Exactly 100 years ago today the New York Times published the following poetic recipe that is based on rhymes that are repeated by rote in the Caribbean:
This recipe I give to thee,
Dear brother in the heat.
Take two of sour (lime let it be)
To one and a half of sweet,
Of Old Jamaica pour three strong,
And add four parts of weak.
Then mix and drink. I do no wrong —
I know whereof I speak.
Depending on where you are in the Caribbean, similar poetic recipes can be found for Planter’s Punch, Bajan Rum Punch, or Caribbean Rum Punch. The differences between them are minor variations in the ratios of lime juice to the other ingredients.
Decoding the rhyme, the “sour” is lime or lemon juice, the “sweet” is some form of citrus juice – usually pineapple or orange juice. The “strong” is, of course, rum. And the “weak” is water.
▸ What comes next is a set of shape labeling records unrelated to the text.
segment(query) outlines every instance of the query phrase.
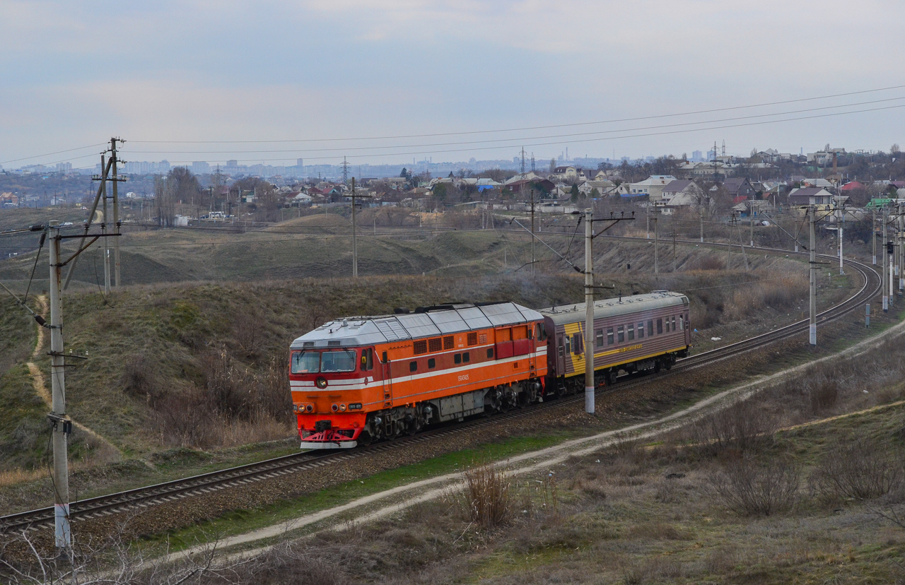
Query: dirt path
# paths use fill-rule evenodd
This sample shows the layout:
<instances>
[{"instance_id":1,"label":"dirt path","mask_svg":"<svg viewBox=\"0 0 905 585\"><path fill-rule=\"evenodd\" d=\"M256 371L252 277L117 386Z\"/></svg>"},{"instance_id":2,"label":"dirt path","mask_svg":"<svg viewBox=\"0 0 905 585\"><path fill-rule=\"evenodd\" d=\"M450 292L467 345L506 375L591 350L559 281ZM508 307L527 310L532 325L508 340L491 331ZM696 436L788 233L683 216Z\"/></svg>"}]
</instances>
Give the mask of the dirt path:
<instances>
[{"instance_id":1,"label":"dirt path","mask_svg":"<svg viewBox=\"0 0 905 585\"><path fill-rule=\"evenodd\" d=\"M38 304L37 312L44 316L44 318L49 321L50 317L47 316L47 297L44 295L39 295L35 297L35 300ZM47 332L44 327L42 327L40 325L36 326L38 328L37 341L34 344L34 351L32 352L32 359L25 363L25 366L28 368L28 373L32 376L32 385L34 387L34 392L41 397L41 400L44 401L44 404L47 405L48 409L52 409L52 397L51 396L50 387L47 385L47 379L44 378L44 373L41 371L41 368L39 368L34 363L34 360L38 359L41 355L41 352L44 348L44 344L47 343ZM105 448L113 449L119 454L119 457L122 457L122 451L120 451L116 445L94 430L89 429L78 420L72 420L72 426L92 438Z\"/></svg>"},{"instance_id":2,"label":"dirt path","mask_svg":"<svg viewBox=\"0 0 905 585\"><path fill-rule=\"evenodd\" d=\"M729 390L704 399L686 409L673 412L672 414L658 419L657 420L642 422L624 427L618 430L608 430L595 435L591 435L589 437L571 439L554 447L548 447L538 451L533 451L510 458L498 462L498 465L505 467L513 476L542 470L552 470L556 466L562 464L567 458L572 457L590 455L601 448L612 447L628 440L649 439L662 433L675 430L702 416L727 408L739 401L749 398L768 386L782 382L787 378L800 374L802 372L814 364L822 363L830 360L838 360L843 357L857 357L866 352L875 349L881 343L895 339L902 335L905 335L905 321L893 326L874 337L862 341L852 347L840 352L839 354L827 355L825 357L822 357L801 365L796 365L770 375L760 376L752 382L729 388ZM881 407L875 408L885 408L887 406L889 405L881 405ZM819 421L814 421L810 424L814 424L816 422ZM397 514L416 504L421 504L423 502L441 497L443 494L448 493L450 490L460 488L463 484L463 480L464 477L462 472L422 479L412 484L399 486L376 494L372 494L333 508L321 510L299 518L294 518L292 520L245 533L243 534L238 534L222 539L217 543L217 548L224 549L241 546L256 541L279 537L291 531L299 530L353 510L360 510L360 512L357 515L351 517L344 515L344 522L335 522L334 527L344 526L346 525L346 522L370 522L378 518ZM385 505L382 507L376 507L375 505L378 505L384 501L386 501ZM226 559L254 554L266 550L266 548L267 547L262 547L252 551L233 553L228 555ZM163 560L166 561L177 561L190 555L201 553L205 550L206 547L204 545L192 547L179 552L171 553Z\"/></svg>"}]
</instances>

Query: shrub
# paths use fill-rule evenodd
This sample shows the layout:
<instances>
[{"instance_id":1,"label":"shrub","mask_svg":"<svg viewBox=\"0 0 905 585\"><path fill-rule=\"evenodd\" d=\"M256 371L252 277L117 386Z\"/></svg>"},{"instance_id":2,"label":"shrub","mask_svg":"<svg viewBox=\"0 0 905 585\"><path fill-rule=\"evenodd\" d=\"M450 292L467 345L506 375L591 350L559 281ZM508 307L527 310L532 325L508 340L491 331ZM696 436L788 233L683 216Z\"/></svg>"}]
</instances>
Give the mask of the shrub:
<instances>
[{"instance_id":1,"label":"shrub","mask_svg":"<svg viewBox=\"0 0 905 585\"><path fill-rule=\"evenodd\" d=\"M757 466L747 458L712 476L710 486L723 504L738 515L768 516L792 507L798 494L799 476L799 467L784 459Z\"/></svg>"},{"instance_id":2,"label":"shrub","mask_svg":"<svg viewBox=\"0 0 905 585\"><path fill-rule=\"evenodd\" d=\"M880 497L901 483L901 462L863 438L834 446L811 476L821 495L858 500Z\"/></svg>"},{"instance_id":3,"label":"shrub","mask_svg":"<svg viewBox=\"0 0 905 585\"><path fill-rule=\"evenodd\" d=\"M472 522L484 528L510 523L512 517L511 484L493 465L472 466L465 471L465 498Z\"/></svg>"}]
</instances>

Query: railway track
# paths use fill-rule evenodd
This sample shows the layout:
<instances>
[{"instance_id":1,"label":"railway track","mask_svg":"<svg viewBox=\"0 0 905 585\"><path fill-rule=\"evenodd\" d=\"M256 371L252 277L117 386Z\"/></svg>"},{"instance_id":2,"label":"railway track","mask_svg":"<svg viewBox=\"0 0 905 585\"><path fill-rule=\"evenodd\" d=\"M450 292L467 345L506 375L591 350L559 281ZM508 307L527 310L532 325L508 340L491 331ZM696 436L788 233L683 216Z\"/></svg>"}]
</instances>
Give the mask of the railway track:
<instances>
[{"instance_id":1,"label":"railway track","mask_svg":"<svg viewBox=\"0 0 905 585\"><path fill-rule=\"evenodd\" d=\"M643 238L638 240L644 241ZM699 242L683 241L682 243ZM704 244L706 246L724 247L732 244ZM783 255L804 255L805 252L791 252L779 249L757 249L759 252L767 251L773 254ZM818 255L824 259L835 259L835 257L827 255ZM834 321L849 312L855 310L873 298L881 289L881 278L877 272L870 265L854 259L845 259L845 265L850 270L860 275L861 287L858 290L846 298L842 303L826 309L818 314L818 325ZM665 377L678 372L688 371L704 365L712 364L733 355L737 355L776 341L790 337L803 331L806 331L807 320L797 321L784 327L779 327L773 331L745 339L735 344L729 344L722 347L713 349L701 354L689 356L679 360L676 365L669 373L661 372L655 374L644 376L622 376L622 382L615 387L624 390L632 386L647 383L659 378ZM609 388L602 388L597 392L611 392ZM583 395L573 395L560 398L553 403L570 403L584 401ZM549 403L549 402L548 402ZM543 408L545 403L534 404L528 408L500 414L489 419L477 419L466 420L462 423L440 427L412 437L404 437L390 441L377 443L367 447L361 447L352 451L334 451L329 453L292 453L283 457L250 463L235 467L212 471L190 477L167 481L154 486L138 487L115 494L99 495L76 501L71 504L70 514L73 522L86 521L92 518L99 518L124 512L126 510L139 509L157 505L166 504L174 500L201 495L214 491L239 486L261 481L272 477L277 477L291 473L299 473L306 470L314 470L327 465L347 461L357 458L366 458L373 453L386 452L400 447L434 440L438 438L448 437L461 432L473 432L482 427L496 425L507 420L518 419L529 416L538 408ZM53 523L53 508L39 508L27 512L8 514L0 517L0 533L19 532L22 530L34 529L42 525Z\"/></svg>"}]
</instances>

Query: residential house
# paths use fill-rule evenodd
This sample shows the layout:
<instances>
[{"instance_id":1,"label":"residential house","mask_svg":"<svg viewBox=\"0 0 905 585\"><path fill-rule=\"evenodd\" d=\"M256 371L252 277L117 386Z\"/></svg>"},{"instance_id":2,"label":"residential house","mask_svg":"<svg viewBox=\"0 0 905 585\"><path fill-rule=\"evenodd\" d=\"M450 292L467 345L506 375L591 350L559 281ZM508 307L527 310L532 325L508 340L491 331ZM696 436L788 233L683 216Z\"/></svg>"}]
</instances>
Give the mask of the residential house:
<instances>
[{"instance_id":1,"label":"residential house","mask_svg":"<svg viewBox=\"0 0 905 585\"><path fill-rule=\"evenodd\" d=\"M726 192L730 197L732 197L733 203L738 203L748 199L754 199L757 192L751 185L751 182L748 179L726 179L723 182L723 186L726 188Z\"/></svg>"},{"instance_id":2,"label":"residential house","mask_svg":"<svg viewBox=\"0 0 905 585\"><path fill-rule=\"evenodd\" d=\"M676 178L672 175L652 175L643 181L629 185L629 194L633 196L647 195L653 202L662 199L663 187Z\"/></svg>"},{"instance_id":3,"label":"residential house","mask_svg":"<svg viewBox=\"0 0 905 585\"><path fill-rule=\"evenodd\" d=\"M803 187L789 192L790 205L829 205L833 193L821 187Z\"/></svg>"},{"instance_id":4,"label":"residential house","mask_svg":"<svg viewBox=\"0 0 905 585\"><path fill-rule=\"evenodd\" d=\"M707 193L700 186L690 179L677 179L670 182L662 191L662 201L670 207L701 205Z\"/></svg>"},{"instance_id":5,"label":"residential house","mask_svg":"<svg viewBox=\"0 0 905 585\"><path fill-rule=\"evenodd\" d=\"M554 183L557 181L576 181L578 178L578 172L574 166L557 166L553 169L553 175L548 178Z\"/></svg>"}]
</instances>

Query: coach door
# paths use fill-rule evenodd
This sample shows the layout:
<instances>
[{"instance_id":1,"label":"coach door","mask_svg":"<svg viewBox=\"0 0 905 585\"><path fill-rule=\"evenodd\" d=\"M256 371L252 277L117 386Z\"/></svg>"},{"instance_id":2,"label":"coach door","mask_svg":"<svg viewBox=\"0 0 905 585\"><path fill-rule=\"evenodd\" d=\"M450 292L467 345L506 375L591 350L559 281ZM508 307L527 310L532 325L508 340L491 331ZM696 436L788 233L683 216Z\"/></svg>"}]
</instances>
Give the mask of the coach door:
<instances>
[{"instance_id":1,"label":"coach door","mask_svg":"<svg viewBox=\"0 0 905 585\"><path fill-rule=\"evenodd\" d=\"M386 352L384 352L380 357L380 367L384 374L384 408L388 409L393 407L393 368L389 360L386 359Z\"/></svg>"}]
</instances>

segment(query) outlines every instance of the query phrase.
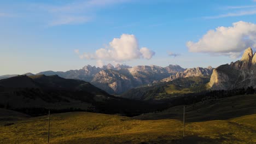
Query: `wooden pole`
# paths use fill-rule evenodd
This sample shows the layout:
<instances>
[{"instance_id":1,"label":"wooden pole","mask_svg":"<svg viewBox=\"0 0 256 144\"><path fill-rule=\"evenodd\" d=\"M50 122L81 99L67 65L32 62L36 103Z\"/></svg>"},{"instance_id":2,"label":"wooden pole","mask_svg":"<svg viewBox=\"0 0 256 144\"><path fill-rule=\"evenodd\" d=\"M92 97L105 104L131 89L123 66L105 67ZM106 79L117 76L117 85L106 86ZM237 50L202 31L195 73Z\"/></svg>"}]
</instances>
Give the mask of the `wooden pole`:
<instances>
[{"instance_id":1,"label":"wooden pole","mask_svg":"<svg viewBox=\"0 0 256 144\"><path fill-rule=\"evenodd\" d=\"M183 110L183 137L184 136L185 132L185 106L184 106Z\"/></svg>"},{"instance_id":2,"label":"wooden pole","mask_svg":"<svg viewBox=\"0 0 256 144\"><path fill-rule=\"evenodd\" d=\"M49 110L49 115L48 115L48 144L49 143L50 140L50 110Z\"/></svg>"}]
</instances>

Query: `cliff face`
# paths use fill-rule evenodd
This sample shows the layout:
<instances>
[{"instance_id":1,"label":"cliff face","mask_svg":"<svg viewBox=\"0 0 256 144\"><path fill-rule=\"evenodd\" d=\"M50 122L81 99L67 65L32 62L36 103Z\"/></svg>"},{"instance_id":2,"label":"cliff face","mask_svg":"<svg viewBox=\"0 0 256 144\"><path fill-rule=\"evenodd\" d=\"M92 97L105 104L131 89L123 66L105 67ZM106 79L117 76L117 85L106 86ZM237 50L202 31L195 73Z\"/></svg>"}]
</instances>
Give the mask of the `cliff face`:
<instances>
[{"instance_id":1,"label":"cliff face","mask_svg":"<svg viewBox=\"0 0 256 144\"><path fill-rule=\"evenodd\" d=\"M170 77L161 80L161 82L168 82L178 78L197 77L197 76L210 76L212 75L213 68L211 67L203 68L200 67L187 69L182 72L177 73L175 75L171 75Z\"/></svg>"},{"instance_id":2,"label":"cliff face","mask_svg":"<svg viewBox=\"0 0 256 144\"><path fill-rule=\"evenodd\" d=\"M212 90L256 87L256 56L248 47L240 61L216 68L208 85Z\"/></svg>"}]
</instances>

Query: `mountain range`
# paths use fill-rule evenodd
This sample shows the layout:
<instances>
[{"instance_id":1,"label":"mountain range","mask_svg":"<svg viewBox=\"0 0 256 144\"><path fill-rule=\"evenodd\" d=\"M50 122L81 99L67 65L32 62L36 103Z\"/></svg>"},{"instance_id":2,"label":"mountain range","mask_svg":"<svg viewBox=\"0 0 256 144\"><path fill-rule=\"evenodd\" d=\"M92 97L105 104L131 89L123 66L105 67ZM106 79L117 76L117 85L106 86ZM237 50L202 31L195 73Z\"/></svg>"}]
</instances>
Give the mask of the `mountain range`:
<instances>
[{"instance_id":1,"label":"mountain range","mask_svg":"<svg viewBox=\"0 0 256 144\"><path fill-rule=\"evenodd\" d=\"M241 60L220 65L213 70L208 86L212 90L256 87L256 56L247 49Z\"/></svg>"},{"instance_id":2,"label":"mountain range","mask_svg":"<svg viewBox=\"0 0 256 144\"><path fill-rule=\"evenodd\" d=\"M169 81L179 77L210 76L212 69L211 67L187 69L178 65L171 64L166 67L156 65L131 67L120 64L114 67L108 64L102 68L88 65L79 70L71 70L66 72L45 71L36 75L57 75L65 79L84 80L109 93L120 94L131 88L152 83ZM26 73L24 75L31 76L34 74ZM14 76L16 75L2 76L0 79Z\"/></svg>"},{"instance_id":3,"label":"mountain range","mask_svg":"<svg viewBox=\"0 0 256 144\"><path fill-rule=\"evenodd\" d=\"M117 97L89 82L58 75L19 75L0 80L0 108L30 115L45 113L48 109L55 112L87 111L129 115L165 106Z\"/></svg>"}]
</instances>

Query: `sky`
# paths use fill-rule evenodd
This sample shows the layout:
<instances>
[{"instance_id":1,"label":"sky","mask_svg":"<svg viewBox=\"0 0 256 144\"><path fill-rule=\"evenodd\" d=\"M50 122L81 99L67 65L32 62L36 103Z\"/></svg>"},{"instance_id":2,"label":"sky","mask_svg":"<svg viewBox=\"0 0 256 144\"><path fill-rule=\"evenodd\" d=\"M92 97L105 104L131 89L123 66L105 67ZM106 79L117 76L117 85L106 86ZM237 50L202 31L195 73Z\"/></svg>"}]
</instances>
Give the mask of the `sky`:
<instances>
[{"instance_id":1,"label":"sky","mask_svg":"<svg viewBox=\"0 0 256 144\"><path fill-rule=\"evenodd\" d=\"M217 67L256 48L256 1L0 1L0 75Z\"/></svg>"}]
</instances>

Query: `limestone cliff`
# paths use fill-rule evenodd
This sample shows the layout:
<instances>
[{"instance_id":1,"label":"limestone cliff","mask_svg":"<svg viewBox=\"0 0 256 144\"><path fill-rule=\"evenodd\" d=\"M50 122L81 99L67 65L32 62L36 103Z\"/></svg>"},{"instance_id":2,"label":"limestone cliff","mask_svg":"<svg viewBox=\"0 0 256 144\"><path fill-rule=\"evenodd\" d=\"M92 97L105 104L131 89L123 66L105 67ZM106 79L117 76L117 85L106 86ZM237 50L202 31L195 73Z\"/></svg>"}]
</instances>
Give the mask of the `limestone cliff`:
<instances>
[{"instance_id":1,"label":"limestone cliff","mask_svg":"<svg viewBox=\"0 0 256 144\"><path fill-rule=\"evenodd\" d=\"M203 68L201 67L187 69L184 71L177 73L176 74L161 80L161 82L168 82L178 78L210 76L212 75L213 68L210 66Z\"/></svg>"},{"instance_id":2,"label":"limestone cliff","mask_svg":"<svg viewBox=\"0 0 256 144\"><path fill-rule=\"evenodd\" d=\"M251 47L240 61L216 68L208 85L212 90L256 87L256 56Z\"/></svg>"}]
</instances>

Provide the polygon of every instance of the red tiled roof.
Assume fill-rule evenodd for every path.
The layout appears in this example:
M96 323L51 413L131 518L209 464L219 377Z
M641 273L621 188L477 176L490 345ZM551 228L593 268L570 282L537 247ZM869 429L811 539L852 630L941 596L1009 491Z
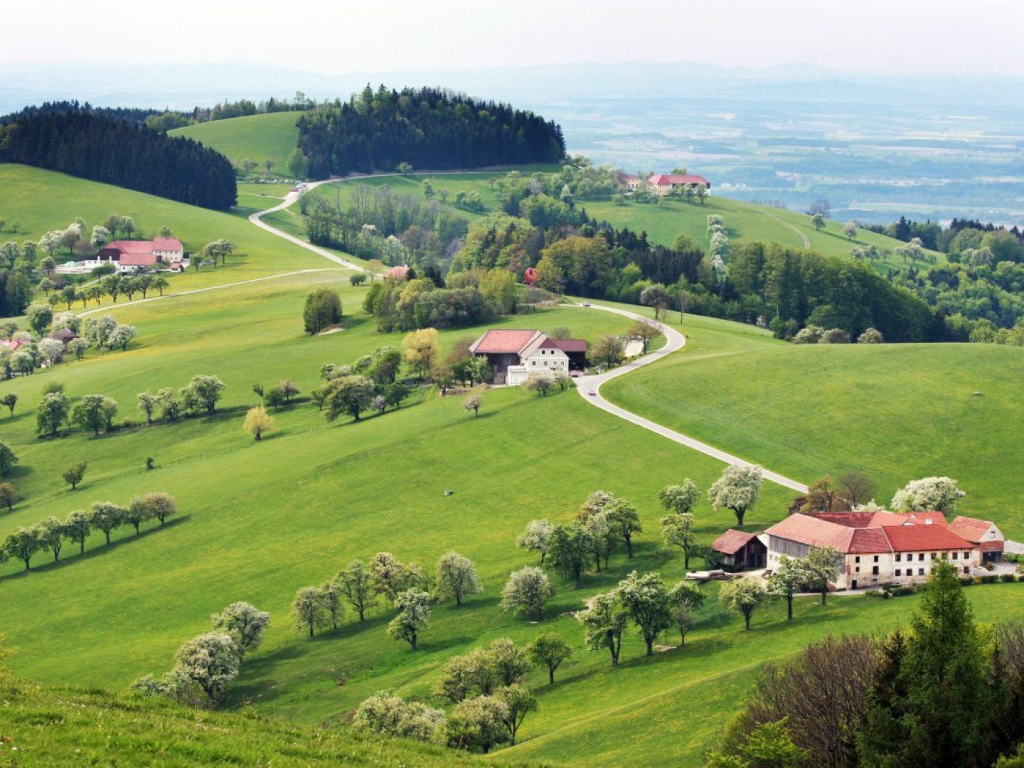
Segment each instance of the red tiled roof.
M540 331L492 329L469 347L473 354L518 354Z
M153 239L153 250L154 251L180 251L181 241L177 238L154 238Z
M586 339L551 339L556 347L563 352L586 352Z
M683 176L678 173L659 173L647 179L657 186L668 186L669 184L710 184L703 176Z
M745 547L752 539L756 538L754 534L744 534L742 530L729 528L715 540L711 548L723 555L734 555Z
M120 260L122 266L153 266L157 263L157 254L122 253Z
M775 523L765 532L810 547L831 547L840 552L849 552L854 530L855 528L848 528L827 520L819 520L798 512L781 522Z
M850 554L889 552L889 540L886 539L883 530L885 528L855 528L850 538Z
M949 529L969 542L980 542L981 538L988 532L992 523L988 520L979 520L975 517L957 516L949 523Z
M103 246L103 251L134 254L153 253L153 243L148 240L114 240Z
M974 549L974 546L942 525L885 525L880 528L894 552Z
Today, we don’t usually water down our liquor because it is no longer sold at barrel strength the way it was 100 years ago. Plus, the crushed ice dilutes the drink naturally.
So, to modernize the recipe a bit, here’s how I make mine:
- 1 ½ oz Light Rum
- 1 ½ oz Dark Rum
- 3 oz Orange Juice (or substitute Pineapple Juice)
- 1/2 to 1 oz Lime Juice (depending on taste)
- 1 cup crushed ice
Add all ingredients to a cocktail shaker and shake well. Then pour into a Collins glass and garnish with fruit slices.
Of course, you can always scale this recipe up to a “punch” and make a whole pitcher of it.